The research project and its goals
Against this background, the project UPDATE proposes a grounded and nuanced research and transformation approach to explore how enhanced connectivity and technology could be reimagined in a feminist way.
The project will scrutinize two areas in which digitalization has been seen as holding major promise for sustainable development: a) safe and dignified employment and b) women’s mobilization and political participation.
The research focuses on three particular “use cases”:
- Use of digital technologies by formal and informal women workers to access employment and related opportunities (e.g., training);
- Use of digital spaces by formal and informal women workers and female activists to mobilize, organize, and network amongst themselves and with other movements;
- Use of digital spaces by formal and informal women workers to influence decision-making and development of policies and practices that affect them.
UPDATE aims at improving women’s digital resilience, and to empower digital workers to influence relevant structures and decision-making processes. In a transdisciplinary approach, the Kenyan-Swiss research team will identify challenges, highlight successful examples, and outline gaps. These steps will serve to improve the design of digital spaces, applications, tools and processes to better respond to gender-specific needs in digital employment.
Strengthening digital resilience, self-determination and rights
Generated through a transdisciplinary framework, this type of knowledge will help strengthen the digital resilience of communities and employees in Kenya, maximizing the potential to promote women’s empowerment, workers’ rights, social protection, and political engagement in the context of the gig economy.
The research also contributes to debates about gendered aspects of technology, and the way in which the digital revolution shapes working relations, thereby perpetuating or transforming norms of class and gender.

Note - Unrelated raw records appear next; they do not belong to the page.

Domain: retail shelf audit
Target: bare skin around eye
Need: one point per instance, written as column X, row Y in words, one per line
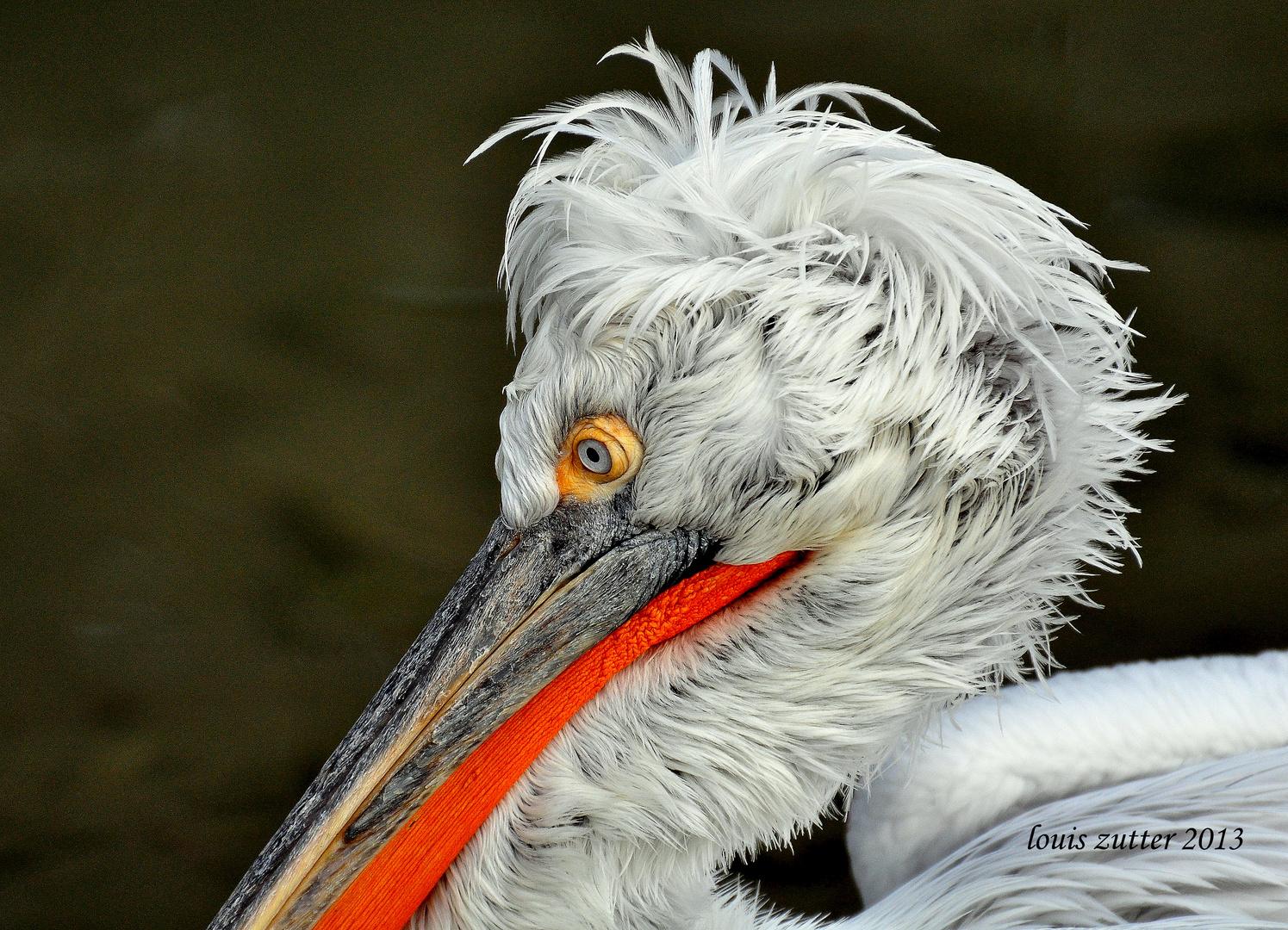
column 626, row 451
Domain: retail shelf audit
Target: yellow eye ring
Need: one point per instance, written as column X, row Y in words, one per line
column 599, row 455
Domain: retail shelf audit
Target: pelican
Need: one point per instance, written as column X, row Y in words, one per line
column 813, row 433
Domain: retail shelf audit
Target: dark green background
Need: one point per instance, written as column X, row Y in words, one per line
column 252, row 358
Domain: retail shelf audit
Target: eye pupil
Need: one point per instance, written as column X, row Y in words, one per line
column 594, row 455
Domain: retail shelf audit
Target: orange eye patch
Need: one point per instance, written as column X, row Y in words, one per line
column 599, row 455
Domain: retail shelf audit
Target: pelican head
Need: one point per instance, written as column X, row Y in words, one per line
column 762, row 334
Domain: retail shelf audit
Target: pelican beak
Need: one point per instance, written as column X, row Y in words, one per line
column 527, row 607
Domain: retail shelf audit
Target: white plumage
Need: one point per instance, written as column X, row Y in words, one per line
column 837, row 339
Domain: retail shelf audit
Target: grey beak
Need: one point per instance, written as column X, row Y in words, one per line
column 527, row 605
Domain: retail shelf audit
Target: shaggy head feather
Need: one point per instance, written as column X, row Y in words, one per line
column 829, row 338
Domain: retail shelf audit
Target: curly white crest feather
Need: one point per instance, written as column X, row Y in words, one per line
column 829, row 338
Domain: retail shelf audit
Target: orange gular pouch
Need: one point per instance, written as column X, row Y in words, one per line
column 536, row 626
column 388, row 891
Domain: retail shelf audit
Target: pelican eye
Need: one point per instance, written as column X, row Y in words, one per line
column 599, row 455
column 595, row 456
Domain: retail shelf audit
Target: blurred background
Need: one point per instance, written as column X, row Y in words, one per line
column 252, row 356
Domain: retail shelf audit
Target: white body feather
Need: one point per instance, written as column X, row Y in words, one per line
column 827, row 338
column 1030, row 745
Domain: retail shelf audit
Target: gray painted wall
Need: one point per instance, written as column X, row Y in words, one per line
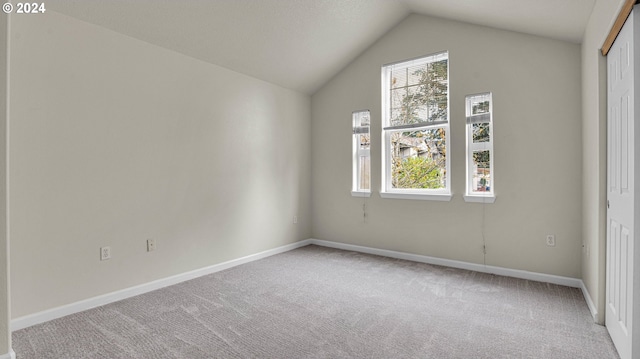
column 5, row 333
column 113, row 141
column 537, row 97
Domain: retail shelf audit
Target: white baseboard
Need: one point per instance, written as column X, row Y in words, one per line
column 516, row 273
column 44, row 316
column 47, row 315
column 587, row 298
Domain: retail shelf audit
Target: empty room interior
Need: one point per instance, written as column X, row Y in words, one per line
column 149, row 145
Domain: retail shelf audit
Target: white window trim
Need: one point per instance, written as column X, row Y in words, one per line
column 386, row 190
column 355, row 161
column 470, row 196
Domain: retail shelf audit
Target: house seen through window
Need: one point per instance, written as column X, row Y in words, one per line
column 416, row 128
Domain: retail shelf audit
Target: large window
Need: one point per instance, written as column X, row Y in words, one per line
column 479, row 109
column 415, row 135
column 361, row 183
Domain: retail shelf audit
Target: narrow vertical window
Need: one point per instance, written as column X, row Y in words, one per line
column 415, row 129
column 361, row 183
column 480, row 181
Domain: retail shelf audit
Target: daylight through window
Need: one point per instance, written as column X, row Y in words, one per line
column 479, row 109
column 416, row 128
column 361, row 183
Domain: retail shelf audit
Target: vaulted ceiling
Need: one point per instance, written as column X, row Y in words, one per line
column 301, row 44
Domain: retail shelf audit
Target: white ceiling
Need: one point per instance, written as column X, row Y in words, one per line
column 301, row 44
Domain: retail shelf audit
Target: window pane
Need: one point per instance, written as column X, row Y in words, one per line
column 365, row 141
column 418, row 94
column 418, row 159
column 480, row 107
column 361, row 148
column 481, row 132
column 481, row 171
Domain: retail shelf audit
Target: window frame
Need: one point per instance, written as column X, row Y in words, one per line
column 387, row 190
column 471, row 147
column 357, row 153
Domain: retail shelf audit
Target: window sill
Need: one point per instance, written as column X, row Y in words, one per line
column 360, row 194
column 445, row 197
column 474, row 198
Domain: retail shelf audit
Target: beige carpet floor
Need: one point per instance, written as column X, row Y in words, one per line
column 316, row 302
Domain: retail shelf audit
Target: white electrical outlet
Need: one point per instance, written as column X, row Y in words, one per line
column 551, row 240
column 151, row 245
column 105, row 253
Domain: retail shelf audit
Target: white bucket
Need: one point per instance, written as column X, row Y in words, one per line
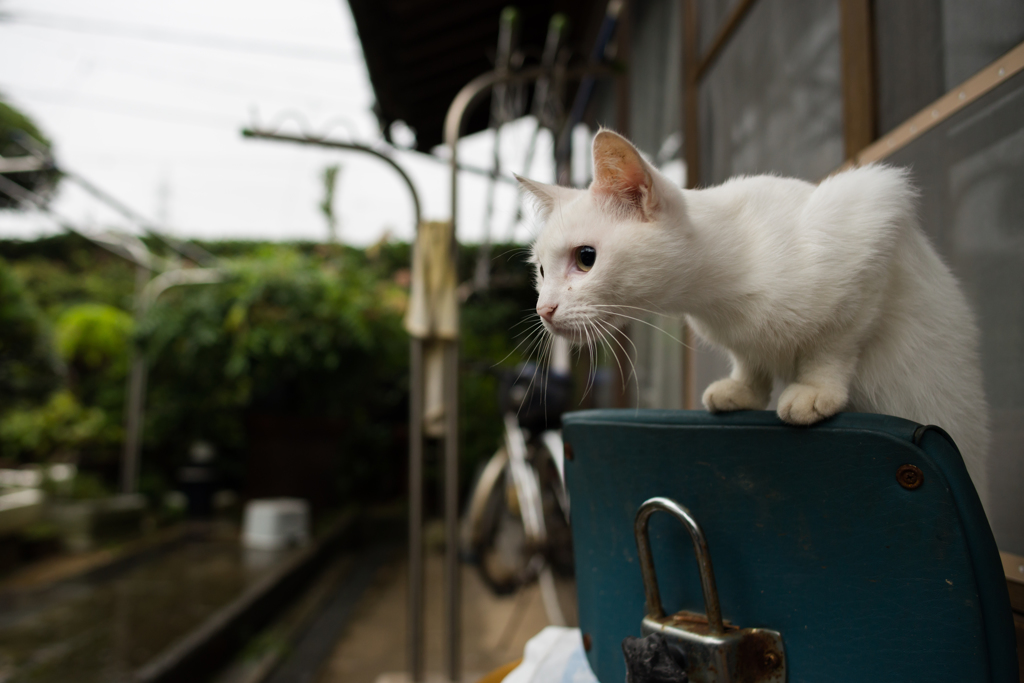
column 272, row 523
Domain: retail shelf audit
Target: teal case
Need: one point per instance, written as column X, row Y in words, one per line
column 810, row 534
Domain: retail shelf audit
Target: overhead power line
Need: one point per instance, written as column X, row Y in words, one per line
column 178, row 37
column 123, row 107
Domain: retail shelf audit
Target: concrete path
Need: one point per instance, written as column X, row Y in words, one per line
column 372, row 648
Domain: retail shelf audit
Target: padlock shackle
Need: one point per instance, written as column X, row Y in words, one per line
column 640, row 525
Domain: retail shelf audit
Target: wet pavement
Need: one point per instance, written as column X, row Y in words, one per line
column 103, row 628
column 372, row 647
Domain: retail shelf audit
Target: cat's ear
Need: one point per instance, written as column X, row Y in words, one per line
column 622, row 176
column 544, row 196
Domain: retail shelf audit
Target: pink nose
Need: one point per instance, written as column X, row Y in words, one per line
column 547, row 310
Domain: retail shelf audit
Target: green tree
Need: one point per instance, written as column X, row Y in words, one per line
column 13, row 127
column 29, row 368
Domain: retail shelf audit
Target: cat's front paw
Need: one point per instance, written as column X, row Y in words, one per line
column 728, row 394
column 805, row 404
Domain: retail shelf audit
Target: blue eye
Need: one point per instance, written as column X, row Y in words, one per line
column 586, row 257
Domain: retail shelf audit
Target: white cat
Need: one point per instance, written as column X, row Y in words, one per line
column 832, row 288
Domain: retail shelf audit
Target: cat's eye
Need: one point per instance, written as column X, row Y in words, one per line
column 586, row 257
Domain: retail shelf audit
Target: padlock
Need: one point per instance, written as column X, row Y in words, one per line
column 716, row 650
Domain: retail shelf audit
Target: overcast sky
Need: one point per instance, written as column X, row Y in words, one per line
column 147, row 99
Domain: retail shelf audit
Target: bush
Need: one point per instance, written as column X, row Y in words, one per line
column 288, row 334
column 29, row 369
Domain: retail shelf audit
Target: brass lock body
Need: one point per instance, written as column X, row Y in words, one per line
column 716, row 651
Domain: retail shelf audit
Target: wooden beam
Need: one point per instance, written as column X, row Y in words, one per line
column 732, row 23
column 691, row 151
column 967, row 92
column 856, row 36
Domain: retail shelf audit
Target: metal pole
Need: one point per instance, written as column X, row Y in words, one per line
column 136, row 396
column 415, row 628
column 461, row 105
column 350, row 146
column 453, row 606
column 416, row 607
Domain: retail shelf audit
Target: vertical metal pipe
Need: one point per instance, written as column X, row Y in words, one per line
column 136, row 396
column 691, row 142
column 416, row 609
column 452, row 585
column 469, row 94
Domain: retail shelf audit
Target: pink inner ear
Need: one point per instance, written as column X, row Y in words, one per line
column 619, row 170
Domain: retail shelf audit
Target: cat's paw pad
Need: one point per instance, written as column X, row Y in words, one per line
column 805, row 404
column 728, row 394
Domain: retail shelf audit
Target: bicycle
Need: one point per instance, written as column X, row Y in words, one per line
column 516, row 528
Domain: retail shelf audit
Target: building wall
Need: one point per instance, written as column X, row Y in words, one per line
column 773, row 102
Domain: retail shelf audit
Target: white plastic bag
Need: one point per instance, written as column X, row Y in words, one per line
column 554, row 655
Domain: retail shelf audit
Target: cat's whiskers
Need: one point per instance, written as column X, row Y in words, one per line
column 530, row 333
column 633, row 372
column 651, row 325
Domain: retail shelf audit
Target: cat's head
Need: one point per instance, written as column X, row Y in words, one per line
column 606, row 253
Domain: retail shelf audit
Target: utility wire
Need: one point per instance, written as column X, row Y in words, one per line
column 124, row 246
column 85, row 25
column 189, row 251
column 124, row 107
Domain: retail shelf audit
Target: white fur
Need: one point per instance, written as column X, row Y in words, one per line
column 832, row 288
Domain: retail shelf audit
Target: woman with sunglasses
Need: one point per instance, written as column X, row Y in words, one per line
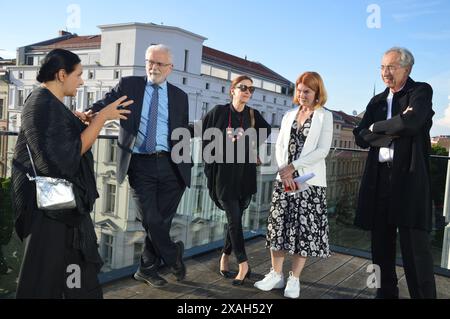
column 297, row 223
column 232, row 177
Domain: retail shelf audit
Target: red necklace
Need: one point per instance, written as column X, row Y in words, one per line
column 230, row 131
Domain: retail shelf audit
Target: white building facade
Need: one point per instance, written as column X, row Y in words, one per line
column 204, row 74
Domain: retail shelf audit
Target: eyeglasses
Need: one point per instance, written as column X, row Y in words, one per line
column 158, row 64
column 390, row 68
column 244, row 88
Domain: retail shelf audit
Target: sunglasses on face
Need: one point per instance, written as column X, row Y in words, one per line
column 244, row 88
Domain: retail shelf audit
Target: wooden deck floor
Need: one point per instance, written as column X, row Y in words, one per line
column 338, row 277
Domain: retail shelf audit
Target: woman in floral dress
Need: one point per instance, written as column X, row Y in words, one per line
column 297, row 223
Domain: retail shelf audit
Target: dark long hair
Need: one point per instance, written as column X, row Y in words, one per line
column 54, row 61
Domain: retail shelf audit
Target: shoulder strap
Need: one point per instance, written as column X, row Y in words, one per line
column 31, row 160
column 252, row 117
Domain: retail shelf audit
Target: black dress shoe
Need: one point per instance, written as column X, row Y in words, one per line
column 224, row 273
column 179, row 269
column 238, row 282
column 150, row 278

Research sites and partners
The primary research location is Kibera, an informal settlement in Nairobi. Kibera is home to an estimated 1.5 million people living in extreme poverty. Despite this, digitalization has flourished here, with large-scale mobile phone use and the prevalence of mobile money exchange. The project seeks to include other peri-urban and rural case studies in Kenya in areas of high digitalization.
UPDATE is rooted in collaboration between Swiss and Kenyan research institutions, and Kenyan feminist tech-activists.